Teamwork - Word of the day - EVS Translations
Teamwork – Word of the day – EVS Translations

According to last week’s results from the first of its kind school report by the Organisation for Economic Co-Operation and Development, most education systems poorly teach students how to solve problems in teams and the standard individualistic exam systems in most schools produces professionals who lack cooperation skills in the workplace. With a notable exception, the East Asian education system, with Singapore, Japan, Hong Kong and Korea topping the table for problem-solving teamwork.

But what, indeed, is teamwork?
Nowadays, the term teamwork is heavily perceived as reserved for the areas of sports, education and business, but in etymological and historical terms, it draws its roots from the collaboration between people and animals in family farm work.
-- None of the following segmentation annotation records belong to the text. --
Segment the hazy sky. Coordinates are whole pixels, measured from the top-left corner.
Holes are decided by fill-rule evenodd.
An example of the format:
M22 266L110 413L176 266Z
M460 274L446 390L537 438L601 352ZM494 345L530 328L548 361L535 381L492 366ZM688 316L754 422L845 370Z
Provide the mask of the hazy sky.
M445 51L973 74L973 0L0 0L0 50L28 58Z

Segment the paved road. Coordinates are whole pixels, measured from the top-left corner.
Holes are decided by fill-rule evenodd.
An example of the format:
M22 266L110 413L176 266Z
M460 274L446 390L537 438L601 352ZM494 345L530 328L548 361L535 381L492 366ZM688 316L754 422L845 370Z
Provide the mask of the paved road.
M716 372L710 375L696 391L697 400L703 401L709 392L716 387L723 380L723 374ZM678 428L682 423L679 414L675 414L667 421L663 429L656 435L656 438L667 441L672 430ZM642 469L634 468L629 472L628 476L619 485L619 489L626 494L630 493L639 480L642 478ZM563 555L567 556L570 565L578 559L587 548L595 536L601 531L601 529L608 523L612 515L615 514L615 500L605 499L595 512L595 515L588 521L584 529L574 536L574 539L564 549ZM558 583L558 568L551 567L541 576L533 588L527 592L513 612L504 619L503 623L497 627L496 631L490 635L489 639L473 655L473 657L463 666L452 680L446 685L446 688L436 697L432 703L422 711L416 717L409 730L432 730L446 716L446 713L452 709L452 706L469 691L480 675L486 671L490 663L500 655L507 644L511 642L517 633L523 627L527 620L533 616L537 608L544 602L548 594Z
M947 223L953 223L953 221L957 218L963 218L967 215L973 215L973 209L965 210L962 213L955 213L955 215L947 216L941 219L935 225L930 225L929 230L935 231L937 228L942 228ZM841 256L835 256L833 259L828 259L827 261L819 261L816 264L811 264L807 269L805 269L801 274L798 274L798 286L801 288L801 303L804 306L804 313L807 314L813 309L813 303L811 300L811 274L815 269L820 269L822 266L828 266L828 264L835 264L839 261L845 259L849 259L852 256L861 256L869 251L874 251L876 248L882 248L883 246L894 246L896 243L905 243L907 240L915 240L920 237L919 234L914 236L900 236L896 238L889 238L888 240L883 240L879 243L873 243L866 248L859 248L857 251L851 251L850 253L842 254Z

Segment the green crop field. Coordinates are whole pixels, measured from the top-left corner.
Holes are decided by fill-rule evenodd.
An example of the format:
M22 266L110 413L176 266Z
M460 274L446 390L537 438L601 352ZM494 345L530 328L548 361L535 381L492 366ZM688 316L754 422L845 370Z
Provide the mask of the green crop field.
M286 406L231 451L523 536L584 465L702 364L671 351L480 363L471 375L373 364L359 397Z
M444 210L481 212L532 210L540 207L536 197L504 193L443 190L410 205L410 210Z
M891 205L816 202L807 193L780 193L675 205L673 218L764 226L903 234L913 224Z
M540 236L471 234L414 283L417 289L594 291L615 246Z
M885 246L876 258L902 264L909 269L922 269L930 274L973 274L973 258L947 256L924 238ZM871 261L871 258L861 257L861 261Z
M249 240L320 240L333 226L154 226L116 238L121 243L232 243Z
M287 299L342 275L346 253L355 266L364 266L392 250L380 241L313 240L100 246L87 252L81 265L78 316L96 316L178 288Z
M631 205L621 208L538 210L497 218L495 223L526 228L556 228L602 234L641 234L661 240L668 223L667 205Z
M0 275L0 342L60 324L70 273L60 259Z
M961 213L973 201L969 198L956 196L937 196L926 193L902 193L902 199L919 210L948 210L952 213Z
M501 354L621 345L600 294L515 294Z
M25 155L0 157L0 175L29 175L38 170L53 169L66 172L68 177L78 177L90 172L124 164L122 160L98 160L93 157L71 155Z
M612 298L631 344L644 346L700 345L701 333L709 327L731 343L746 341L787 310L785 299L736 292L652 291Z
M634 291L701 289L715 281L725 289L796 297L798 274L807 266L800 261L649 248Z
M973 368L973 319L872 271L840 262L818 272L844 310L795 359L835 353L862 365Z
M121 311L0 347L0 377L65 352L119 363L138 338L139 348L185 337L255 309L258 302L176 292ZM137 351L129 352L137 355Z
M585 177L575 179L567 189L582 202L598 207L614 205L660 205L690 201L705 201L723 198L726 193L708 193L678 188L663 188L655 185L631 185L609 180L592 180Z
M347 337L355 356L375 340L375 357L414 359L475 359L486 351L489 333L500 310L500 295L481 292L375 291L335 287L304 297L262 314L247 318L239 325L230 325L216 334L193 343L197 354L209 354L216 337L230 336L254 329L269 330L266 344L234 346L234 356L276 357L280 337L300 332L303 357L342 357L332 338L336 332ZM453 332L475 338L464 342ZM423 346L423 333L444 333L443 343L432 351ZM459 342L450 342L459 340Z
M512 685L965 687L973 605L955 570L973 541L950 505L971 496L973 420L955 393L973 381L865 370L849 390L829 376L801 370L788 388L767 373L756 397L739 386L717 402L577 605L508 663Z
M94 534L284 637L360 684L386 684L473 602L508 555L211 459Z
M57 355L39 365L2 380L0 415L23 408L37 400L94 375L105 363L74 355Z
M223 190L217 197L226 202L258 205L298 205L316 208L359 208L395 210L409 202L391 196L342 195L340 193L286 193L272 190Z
Deriving from a Proto-Germanic verb describing the actions of ‘pulling, drawing, bringing forth and producing offspring,’ the concept entered English circa 10th century, with the noun team first defined in the eleventh-century descendants of the earliest school text in the English language, The Antwerp–London Glossaries, as ‘a group of oxen harnessed together to pull a plough.’

The first official use of the compound noun teamwork is recorded eight centuries later in William Brooke’s True Causes Present Distress for Provisions where he suggests that instead of horses, English farmers should use oxen, bulls and mules for the “the ploughing, the drawing, and all kind of team-work.”

Introduced by Adam Smith in his The Wealth of Nations and further impacted by the ideas of Kant and Marx, the division of labour came out as the preferred method used by manufacturers to reduce costs in the 19th century and teamwork – as the manufacturing organisation of work where each individual is responsible for a particular part or component, rather than the whole product. 1877, Massachusetts Bureau Statistics Labor: “By team work is meant a species of work made use of to some extent in manufacturing boots and shoes,..signifying a combination of men where the labor of all—each doing a particular part—is necessary to the production of a single article.”

Naturally, this production model promoted the rise of big mass production and routine work, supported by the Classical Management Theory – with scholars like Henry Ford and Taylor – where employees were considered as a production factor, to be later replaced by Human Relations Managing practices, pioneered by Elton Mayo, and highlighting the importance of working in cooperative and cohesive groups, laying the groundwork for later approaches to team building, with the concept first recorded in use in relation to business management in 1907.

A century later, teamwork became the standard management for maximizing employees’ motivation and organisation’s productivity. And with most businesses going global and the collaborative market projected to reach USD 35 billion next year, corporate investments in teambuilding and collaborative technologies are on the rise.
However, any teamwork is prone to numerous challenges, as there are ‘individuals’ involved, be it people or oxen.